Podcast recording and enhancing platform Podcastle is now becoming a member of different corporations within the AI-powered, text-to-speech race by releasing its personal AI mannequin referred to as Asyncflow v1.0. An API for builders may also be out there, permitting them to immediately combine the text-to-speech mannequin of their apps.
Due to the brand new mannequin, the corporate is ready to provide greater than 450 AI voices that may narrate your textual content. The startup stated that it developed the expertise and mannequin in such a means that its coaching and inference prices are low, giving it a bonus in opposition to opponents.
With the transfer, Podcastle joins quite a lot of startups, together with ElevenLabs, Speechify, and WellSaid, which have developed expertise and AI fashions to transform any sort of textual content right into a voice clip narrated by AI. This expertise spans use instances like advertising and marketing, commercial, content material creation, schooling, and company coaching.
Podcastle’s founder, Arto Yeritsyan, advised TechCrunch that the corporate had at all times wished to construct a text-to-speech mannequin, however the price of coaching and information necessities for that had been very excessive.

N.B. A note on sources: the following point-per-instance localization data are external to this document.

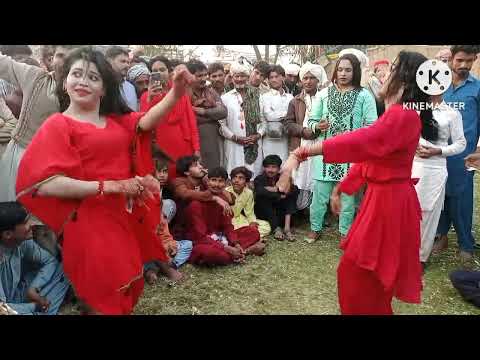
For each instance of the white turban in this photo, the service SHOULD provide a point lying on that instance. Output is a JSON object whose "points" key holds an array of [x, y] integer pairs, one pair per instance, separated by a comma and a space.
{"points": [[292, 69], [316, 70], [136, 71], [359, 54], [237, 68]]}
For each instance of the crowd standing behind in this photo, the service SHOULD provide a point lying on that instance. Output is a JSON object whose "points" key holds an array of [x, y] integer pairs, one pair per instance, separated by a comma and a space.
{"points": [[189, 162]]}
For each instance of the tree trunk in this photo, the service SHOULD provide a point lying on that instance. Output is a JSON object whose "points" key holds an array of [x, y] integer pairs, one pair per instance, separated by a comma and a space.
{"points": [[257, 52], [276, 54]]}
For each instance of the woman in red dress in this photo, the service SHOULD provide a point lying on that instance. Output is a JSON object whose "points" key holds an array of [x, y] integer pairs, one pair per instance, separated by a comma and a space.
{"points": [[85, 175], [177, 135], [381, 250]]}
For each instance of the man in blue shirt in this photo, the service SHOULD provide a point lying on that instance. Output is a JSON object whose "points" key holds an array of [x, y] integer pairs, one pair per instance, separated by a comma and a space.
{"points": [[32, 281], [464, 94], [118, 58]]}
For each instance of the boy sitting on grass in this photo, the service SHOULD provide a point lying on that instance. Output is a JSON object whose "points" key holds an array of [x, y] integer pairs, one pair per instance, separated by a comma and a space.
{"points": [[243, 209], [270, 204], [179, 251], [32, 281], [208, 218]]}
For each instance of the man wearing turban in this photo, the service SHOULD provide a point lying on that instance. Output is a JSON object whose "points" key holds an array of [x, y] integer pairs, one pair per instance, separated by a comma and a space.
{"points": [[313, 78], [291, 79]]}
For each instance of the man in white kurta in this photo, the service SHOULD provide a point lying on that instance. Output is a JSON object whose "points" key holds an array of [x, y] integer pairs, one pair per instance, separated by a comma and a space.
{"points": [[313, 78], [430, 167], [242, 149], [273, 109]]}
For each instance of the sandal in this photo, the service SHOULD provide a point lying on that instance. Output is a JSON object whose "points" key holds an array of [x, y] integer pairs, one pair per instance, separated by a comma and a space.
{"points": [[278, 234], [289, 236]]}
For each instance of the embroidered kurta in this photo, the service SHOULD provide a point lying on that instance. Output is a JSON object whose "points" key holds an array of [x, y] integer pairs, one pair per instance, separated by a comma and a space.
{"points": [[347, 111]]}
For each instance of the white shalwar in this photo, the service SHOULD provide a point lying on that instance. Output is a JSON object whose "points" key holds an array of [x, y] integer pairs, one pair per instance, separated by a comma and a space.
{"points": [[234, 124], [302, 177], [432, 172], [273, 108]]}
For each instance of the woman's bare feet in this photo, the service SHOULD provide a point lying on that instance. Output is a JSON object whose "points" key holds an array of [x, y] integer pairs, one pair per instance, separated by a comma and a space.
{"points": [[170, 273], [440, 244], [257, 249], [151, 277]]}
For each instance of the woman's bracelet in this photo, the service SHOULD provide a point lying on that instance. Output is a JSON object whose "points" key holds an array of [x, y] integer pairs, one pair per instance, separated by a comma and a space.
{"points": [[100, 190]]}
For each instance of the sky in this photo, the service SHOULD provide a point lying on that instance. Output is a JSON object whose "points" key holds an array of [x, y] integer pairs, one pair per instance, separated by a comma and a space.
{"points": [[206, 53]]}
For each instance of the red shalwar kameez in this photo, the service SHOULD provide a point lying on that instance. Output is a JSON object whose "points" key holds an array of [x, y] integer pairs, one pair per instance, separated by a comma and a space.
{"points": [[381, 250], [207, 218], [102, 253], [177, 135]]}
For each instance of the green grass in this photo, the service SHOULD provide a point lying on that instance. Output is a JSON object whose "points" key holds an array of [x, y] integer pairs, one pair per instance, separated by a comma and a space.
{"points": [[292, 278]]}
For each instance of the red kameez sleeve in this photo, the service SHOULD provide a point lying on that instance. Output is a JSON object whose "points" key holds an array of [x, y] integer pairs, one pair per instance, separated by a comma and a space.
{"points": [[395, 129], [192, 123], [51, 153], [354, 180]]}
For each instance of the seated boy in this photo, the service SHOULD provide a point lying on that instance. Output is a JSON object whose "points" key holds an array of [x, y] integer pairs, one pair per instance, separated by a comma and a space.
{"points": [[179, 251], [32, 281], [270, 204], [243, 213], [205, 208]]}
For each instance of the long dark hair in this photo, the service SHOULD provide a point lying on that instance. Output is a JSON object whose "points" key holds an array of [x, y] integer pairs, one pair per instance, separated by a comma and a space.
{"points": [[357, 71], [112, 102], [404, 70]]}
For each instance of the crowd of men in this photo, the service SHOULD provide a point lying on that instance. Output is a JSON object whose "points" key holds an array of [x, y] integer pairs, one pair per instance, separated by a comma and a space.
{"points": [[218, 156]]}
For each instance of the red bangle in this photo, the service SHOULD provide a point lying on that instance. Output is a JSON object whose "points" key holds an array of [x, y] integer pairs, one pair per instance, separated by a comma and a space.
{"points": [[100, 188], [301, 154]]}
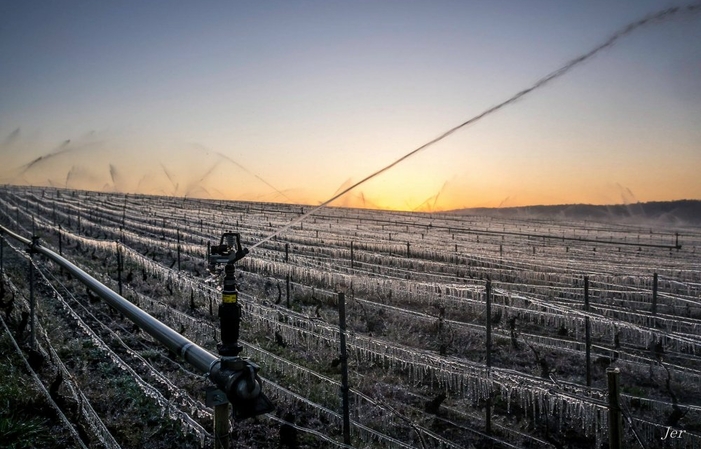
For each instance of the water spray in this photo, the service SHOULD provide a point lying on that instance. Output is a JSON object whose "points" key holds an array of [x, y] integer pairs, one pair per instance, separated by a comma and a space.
{"points": [[653, 18]]}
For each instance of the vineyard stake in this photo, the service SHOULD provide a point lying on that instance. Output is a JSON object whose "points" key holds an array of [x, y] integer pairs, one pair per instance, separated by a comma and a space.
{"points": [[119, 269], [615, 421], [32, 300], [287, 286], [654, 294], [587, 330], [488, 408], [352, 256], [344, 367]]}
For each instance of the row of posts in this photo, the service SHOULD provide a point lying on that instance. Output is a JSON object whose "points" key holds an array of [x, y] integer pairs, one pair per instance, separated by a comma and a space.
{"points": [[615, 418]]}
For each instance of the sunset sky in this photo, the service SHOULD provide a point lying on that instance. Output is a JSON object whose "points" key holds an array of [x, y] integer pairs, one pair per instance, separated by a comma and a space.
{"points": [[291, 101]]}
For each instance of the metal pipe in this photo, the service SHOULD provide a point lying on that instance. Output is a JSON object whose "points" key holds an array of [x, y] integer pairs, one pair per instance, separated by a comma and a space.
{"points": [[235, 376]]}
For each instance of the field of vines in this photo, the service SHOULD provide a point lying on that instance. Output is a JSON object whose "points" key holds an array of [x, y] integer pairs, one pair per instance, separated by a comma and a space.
{"points": [[415, 287]]}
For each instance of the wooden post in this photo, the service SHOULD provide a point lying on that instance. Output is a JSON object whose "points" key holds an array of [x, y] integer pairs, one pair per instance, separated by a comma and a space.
{"points": [[178, 234], [654, 294], [587, 330], [287, 286], [344, 367], [222, 426], [614, 418], [119, 269], [488, 408], [32, 301], [489, 323]]}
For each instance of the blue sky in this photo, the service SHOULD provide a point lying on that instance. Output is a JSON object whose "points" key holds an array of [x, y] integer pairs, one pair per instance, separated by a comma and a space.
{"points": [[290, 101]]}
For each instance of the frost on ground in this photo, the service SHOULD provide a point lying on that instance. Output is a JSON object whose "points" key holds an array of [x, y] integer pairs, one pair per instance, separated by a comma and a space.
{"points": [[415, 288]]}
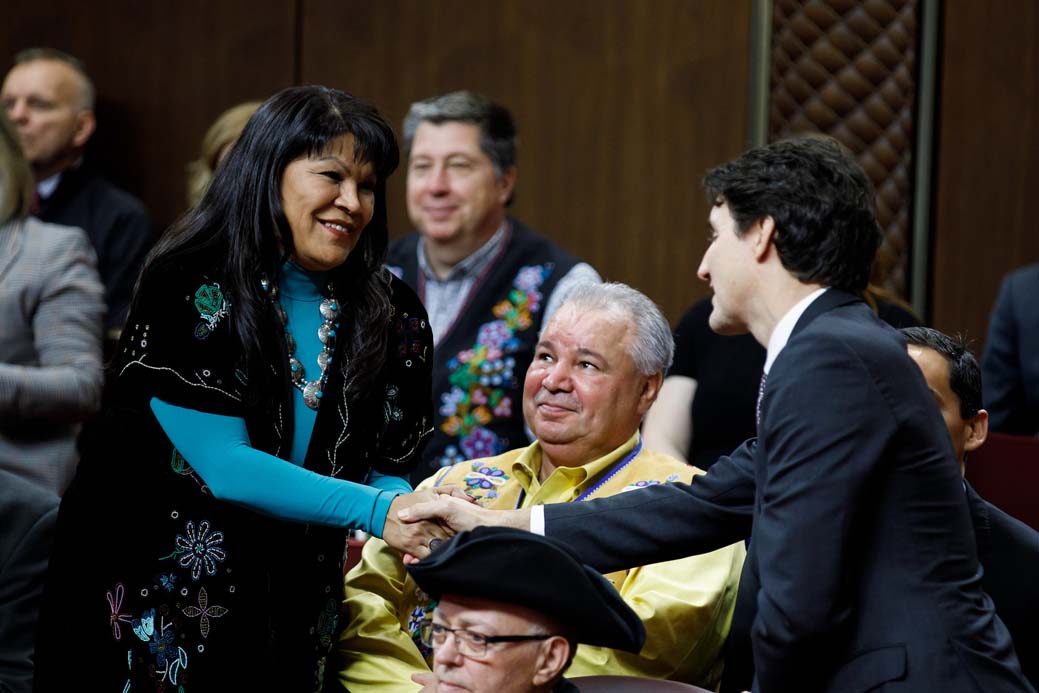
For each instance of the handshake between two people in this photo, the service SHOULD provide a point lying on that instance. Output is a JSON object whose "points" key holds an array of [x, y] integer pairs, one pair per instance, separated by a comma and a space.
{"points": [[419, 522]]}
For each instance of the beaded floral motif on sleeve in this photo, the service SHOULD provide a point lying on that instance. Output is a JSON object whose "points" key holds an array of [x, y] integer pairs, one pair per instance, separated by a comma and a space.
{"points": [[481, 375], [212, 305]]}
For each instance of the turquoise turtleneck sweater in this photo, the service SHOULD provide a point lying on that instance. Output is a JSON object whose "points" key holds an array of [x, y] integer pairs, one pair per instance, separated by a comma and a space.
{"points": [[236, 472]]}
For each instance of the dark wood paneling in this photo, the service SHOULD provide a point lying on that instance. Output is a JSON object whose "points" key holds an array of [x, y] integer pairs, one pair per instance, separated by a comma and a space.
{"points": [[987, 158], [163, 72], [620, 104]]}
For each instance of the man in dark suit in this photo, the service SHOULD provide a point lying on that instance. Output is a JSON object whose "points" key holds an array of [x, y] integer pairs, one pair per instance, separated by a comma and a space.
{"points": [[862, 572], [28, 513], [50, 98], [1011, 360], [1007, 548]]}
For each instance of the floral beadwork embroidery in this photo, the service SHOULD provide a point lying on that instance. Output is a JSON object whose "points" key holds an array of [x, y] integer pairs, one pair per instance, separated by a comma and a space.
{"points": [[204, 612], [649, 482], [211, 305], [327, 620], [198, 550], [116, 617], [390, 409], [161, 645], [480, 376], [482, 481], [409, 329]]}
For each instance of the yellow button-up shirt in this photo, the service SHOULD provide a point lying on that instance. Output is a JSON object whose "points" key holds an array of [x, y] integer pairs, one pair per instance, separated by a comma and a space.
{"points": [[686, 605]]}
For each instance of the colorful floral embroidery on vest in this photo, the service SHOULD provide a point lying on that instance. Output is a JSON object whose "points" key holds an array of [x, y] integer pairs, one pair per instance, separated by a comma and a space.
{"points": [[649, 482], [482, 481], [198, 550], [422, 614], [481, 374]]}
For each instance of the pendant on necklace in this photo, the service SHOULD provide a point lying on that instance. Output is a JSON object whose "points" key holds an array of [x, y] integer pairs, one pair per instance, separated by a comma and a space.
{"points": [[312, 394]]}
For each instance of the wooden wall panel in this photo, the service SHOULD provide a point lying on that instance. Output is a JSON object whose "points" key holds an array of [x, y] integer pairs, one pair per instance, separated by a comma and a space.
{"points": [[987, 158], [163, 72], [620, 104]]}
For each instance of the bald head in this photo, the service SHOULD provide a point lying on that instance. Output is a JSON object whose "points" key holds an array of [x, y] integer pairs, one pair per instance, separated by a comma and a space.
{"points": [[50, 101]]}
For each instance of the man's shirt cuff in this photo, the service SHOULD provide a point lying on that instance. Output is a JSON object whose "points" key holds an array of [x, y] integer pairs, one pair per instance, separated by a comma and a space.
{"points": [[537, 520]]}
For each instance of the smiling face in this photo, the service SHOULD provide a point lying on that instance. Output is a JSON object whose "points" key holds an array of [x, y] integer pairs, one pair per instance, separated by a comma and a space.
{"points": [[725, 267], [328, 198], [46, 101], [583, 396], [455, 200]]}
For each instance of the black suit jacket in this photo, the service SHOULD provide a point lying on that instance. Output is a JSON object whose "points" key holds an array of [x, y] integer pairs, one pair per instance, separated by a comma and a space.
{"points": [[861, 552], [27, 515], [1009, 553]]}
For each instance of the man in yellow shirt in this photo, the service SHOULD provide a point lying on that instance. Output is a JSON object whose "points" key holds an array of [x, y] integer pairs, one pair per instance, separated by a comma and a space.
{"points": [[597, 368]]}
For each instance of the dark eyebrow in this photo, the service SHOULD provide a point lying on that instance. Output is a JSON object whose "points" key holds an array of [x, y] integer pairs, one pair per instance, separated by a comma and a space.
{"points": [[592, 353]]}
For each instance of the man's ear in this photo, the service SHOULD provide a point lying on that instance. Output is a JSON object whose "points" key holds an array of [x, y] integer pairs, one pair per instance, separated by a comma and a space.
{"points": [[977, 431], [506, 183], [765, 230], [85, 125], [552, 660]]}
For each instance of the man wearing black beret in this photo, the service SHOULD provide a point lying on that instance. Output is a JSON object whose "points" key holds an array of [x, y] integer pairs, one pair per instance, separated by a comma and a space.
{"points": [[511, 608]]}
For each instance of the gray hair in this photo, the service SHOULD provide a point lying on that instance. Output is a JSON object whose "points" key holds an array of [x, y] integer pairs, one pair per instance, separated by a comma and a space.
{"points": [[87, 94], [653, 344], [498, 132]]}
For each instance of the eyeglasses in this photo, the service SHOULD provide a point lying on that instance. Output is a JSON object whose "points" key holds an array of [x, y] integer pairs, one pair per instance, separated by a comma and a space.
{"points": [[469, 643]]}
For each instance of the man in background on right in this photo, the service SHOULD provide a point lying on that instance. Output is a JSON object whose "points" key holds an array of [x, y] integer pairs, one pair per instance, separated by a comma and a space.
{"points": [[1011, 360]]}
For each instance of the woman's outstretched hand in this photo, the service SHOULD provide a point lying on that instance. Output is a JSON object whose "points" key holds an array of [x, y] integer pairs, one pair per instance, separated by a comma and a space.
{"points": [[419, 538]]}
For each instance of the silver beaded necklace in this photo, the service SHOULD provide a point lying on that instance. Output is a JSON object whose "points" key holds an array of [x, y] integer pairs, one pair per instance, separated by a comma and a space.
{"points": [[313, 390]]}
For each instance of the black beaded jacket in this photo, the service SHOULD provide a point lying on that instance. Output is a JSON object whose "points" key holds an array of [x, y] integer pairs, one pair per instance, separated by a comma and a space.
{"points": [[156, 584]]}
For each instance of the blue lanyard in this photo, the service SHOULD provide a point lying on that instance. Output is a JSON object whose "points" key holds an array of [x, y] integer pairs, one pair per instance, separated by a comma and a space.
{"points": [[609, 475]]}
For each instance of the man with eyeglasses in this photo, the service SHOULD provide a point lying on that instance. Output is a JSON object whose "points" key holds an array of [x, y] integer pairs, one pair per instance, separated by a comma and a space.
{"points": [[511, 608]]}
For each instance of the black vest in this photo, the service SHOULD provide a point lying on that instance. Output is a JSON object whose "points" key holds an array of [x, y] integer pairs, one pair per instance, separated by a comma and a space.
{"points": [[479, 365]]}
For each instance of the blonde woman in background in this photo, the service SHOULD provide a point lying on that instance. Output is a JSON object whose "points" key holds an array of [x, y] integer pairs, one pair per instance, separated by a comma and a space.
{"points": [[215, 144]]}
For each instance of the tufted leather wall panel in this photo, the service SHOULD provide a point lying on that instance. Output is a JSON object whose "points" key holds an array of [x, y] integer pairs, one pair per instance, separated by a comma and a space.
{"points": [[848, 69]]}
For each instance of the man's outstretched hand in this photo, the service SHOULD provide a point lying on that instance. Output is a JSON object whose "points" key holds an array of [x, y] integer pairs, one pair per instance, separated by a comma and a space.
{"points": [[415, 537], [458, 515]]}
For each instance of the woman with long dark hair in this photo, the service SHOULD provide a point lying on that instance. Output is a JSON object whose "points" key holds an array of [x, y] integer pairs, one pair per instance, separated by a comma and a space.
{"points": [[271, 391]]}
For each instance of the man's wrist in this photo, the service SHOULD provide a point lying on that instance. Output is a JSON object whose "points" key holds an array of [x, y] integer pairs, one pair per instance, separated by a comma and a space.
{"points": [[536, 522]]}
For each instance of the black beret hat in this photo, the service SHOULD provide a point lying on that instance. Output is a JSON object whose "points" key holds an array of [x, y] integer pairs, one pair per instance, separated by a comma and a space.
{"points": [[517, 567]]}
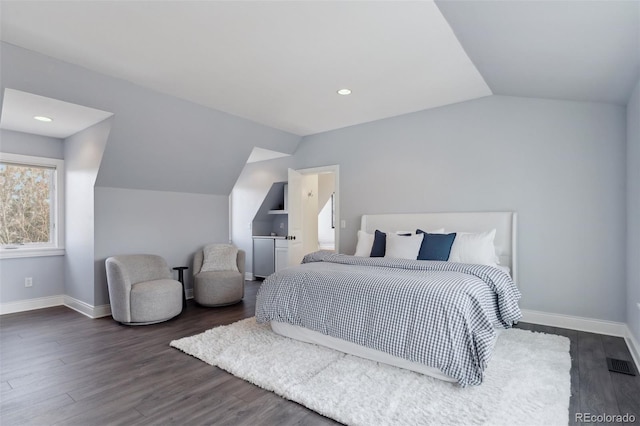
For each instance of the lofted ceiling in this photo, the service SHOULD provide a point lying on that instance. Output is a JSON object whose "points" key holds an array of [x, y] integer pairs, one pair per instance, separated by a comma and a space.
{"points": [[281, 63]]}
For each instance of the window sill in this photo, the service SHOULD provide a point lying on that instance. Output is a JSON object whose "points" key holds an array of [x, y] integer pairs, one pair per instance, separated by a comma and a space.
{"points": [[31, 252]]}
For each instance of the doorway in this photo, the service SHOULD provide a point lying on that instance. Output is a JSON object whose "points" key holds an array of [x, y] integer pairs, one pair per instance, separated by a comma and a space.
{"points": [[312, 190]]}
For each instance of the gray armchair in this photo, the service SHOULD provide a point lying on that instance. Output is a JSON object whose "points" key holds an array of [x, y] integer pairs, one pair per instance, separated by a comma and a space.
{"points": [[218, 288], [142, 289]]}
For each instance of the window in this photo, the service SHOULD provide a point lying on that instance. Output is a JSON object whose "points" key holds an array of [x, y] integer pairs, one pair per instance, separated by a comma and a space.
{"points": [[31, 206]]}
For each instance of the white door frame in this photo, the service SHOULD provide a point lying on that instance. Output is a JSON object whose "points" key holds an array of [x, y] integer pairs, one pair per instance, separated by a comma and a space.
{"points": [[335, 169]]}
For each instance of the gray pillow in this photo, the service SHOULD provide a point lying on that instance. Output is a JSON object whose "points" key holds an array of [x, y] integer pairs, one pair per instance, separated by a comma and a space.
{"points": [[220, 257]]}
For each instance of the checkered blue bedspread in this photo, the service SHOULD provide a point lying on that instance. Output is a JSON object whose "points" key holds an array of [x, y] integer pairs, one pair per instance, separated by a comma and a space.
{"points": [[441, 314]]}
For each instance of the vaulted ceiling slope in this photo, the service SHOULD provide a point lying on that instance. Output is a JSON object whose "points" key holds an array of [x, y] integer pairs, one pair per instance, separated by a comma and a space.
{"points": [[281, 63], [195, 85], [573, 50], [157, 142]]}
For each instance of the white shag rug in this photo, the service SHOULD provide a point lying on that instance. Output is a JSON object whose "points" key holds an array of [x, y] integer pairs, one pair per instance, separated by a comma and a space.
{"points": [[527, 381]]}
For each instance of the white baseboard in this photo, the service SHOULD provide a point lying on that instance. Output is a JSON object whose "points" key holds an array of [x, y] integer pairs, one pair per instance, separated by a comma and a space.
{"points": [[87, 309], [31, 304], [51, 301], [590, 325], [634, 348]]}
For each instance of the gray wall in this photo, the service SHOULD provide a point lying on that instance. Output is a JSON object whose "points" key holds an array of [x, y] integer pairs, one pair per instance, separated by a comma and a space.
{"points": [[560, 165], [47, 272], [83, 152], [633, 213], [170, 224], [156, 143]]}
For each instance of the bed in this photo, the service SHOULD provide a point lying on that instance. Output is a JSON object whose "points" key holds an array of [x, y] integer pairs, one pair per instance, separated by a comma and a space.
{"points": [[439, 318]]}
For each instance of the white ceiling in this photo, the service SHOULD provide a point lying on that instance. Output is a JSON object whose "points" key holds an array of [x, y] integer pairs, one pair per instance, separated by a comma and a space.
{"points": [[281, 63], [19, 108]]}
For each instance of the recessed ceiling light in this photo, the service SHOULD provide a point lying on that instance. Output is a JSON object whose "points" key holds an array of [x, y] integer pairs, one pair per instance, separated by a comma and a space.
{"points": [[43, 118]]}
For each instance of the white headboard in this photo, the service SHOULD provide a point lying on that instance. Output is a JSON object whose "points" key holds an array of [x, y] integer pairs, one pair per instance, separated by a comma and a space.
{"points": [[503, 222]]}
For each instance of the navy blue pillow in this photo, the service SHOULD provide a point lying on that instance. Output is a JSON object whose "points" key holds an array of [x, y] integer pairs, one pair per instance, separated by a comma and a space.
{"points": [[435, 246], [379, 246]]}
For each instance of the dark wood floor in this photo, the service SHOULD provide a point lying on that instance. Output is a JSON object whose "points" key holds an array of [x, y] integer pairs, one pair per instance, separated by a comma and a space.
{"points": [[59, 367]]}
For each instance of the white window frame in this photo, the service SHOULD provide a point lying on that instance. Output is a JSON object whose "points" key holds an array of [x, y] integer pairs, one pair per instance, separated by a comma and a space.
{"points": [[56, 246]]}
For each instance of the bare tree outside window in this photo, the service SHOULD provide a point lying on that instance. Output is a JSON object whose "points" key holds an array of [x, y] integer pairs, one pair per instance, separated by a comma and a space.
{"points": [[26, 196]]}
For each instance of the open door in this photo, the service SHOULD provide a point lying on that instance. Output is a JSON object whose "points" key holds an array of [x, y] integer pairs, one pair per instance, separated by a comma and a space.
{"points": [[295, 212], [303, 215]]}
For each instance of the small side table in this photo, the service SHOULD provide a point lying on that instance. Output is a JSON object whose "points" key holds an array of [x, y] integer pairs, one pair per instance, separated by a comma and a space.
{"points": [[180, 270]]}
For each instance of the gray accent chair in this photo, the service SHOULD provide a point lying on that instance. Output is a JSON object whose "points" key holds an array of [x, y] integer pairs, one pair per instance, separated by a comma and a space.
{"points": [[218, 288], [142, 289]]}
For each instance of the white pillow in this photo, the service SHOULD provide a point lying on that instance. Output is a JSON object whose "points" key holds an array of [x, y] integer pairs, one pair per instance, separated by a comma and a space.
{"points": [[474, 248], [220, 257], [365, 242], [403, 247]]}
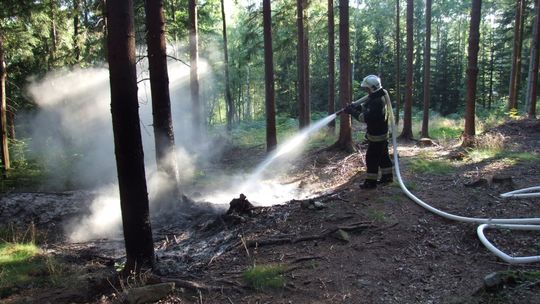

“We wished to construct a strong text-to-speech mannequin since our inception. Nonetheless, the prices of improvement had been very excessive. Due to latest giant language mannequin developments, we had been in a position to attain a breakthrough final 12 months to get to a spot the place we might construct a high-quality voice mannequin while not having a ton of knowledge,” Yeritsyan stated.
The corporate was additionally aided in its efforts by its $13.5 million Collection A fundraise final 12 months.
Yeritsyan stated that whereas Podcastle expenses round $40 per 500 minutes of text-to-speech conversion, ElevenLabs expenses $99 for a similar.
Podcastle’s voice cloning function is getting an improve, as effectively, to create a faster course of for coaching.
Earlier, the coaching course of concerned studying roughly 70 completely different sentences. Now, it simply wants just a few seconds of recording from you to create a clone of your voice. The brand new course of additionally used Podcastle’s Magic Mud AI, which was launched final 12 months, to enhance audio recording high quality.

In our testing, the voice created with the brand new course of sounded a bit robotic, although it mimicked our tone. The corporate stated that, over time, it’s going to enhance the function. Plus, you possibly can prepare completely different samples of your voice to get completely different outcomes.
Podcastle stated that other than prices, having instruments for audio, video, podcasts, and AI-powered narration below one redesigned website will give it an edge over opponents. Yeritsyan stated that whereas nearly all of the customers use Podcastle to work on audio content material, video is catching as much as it as effectively.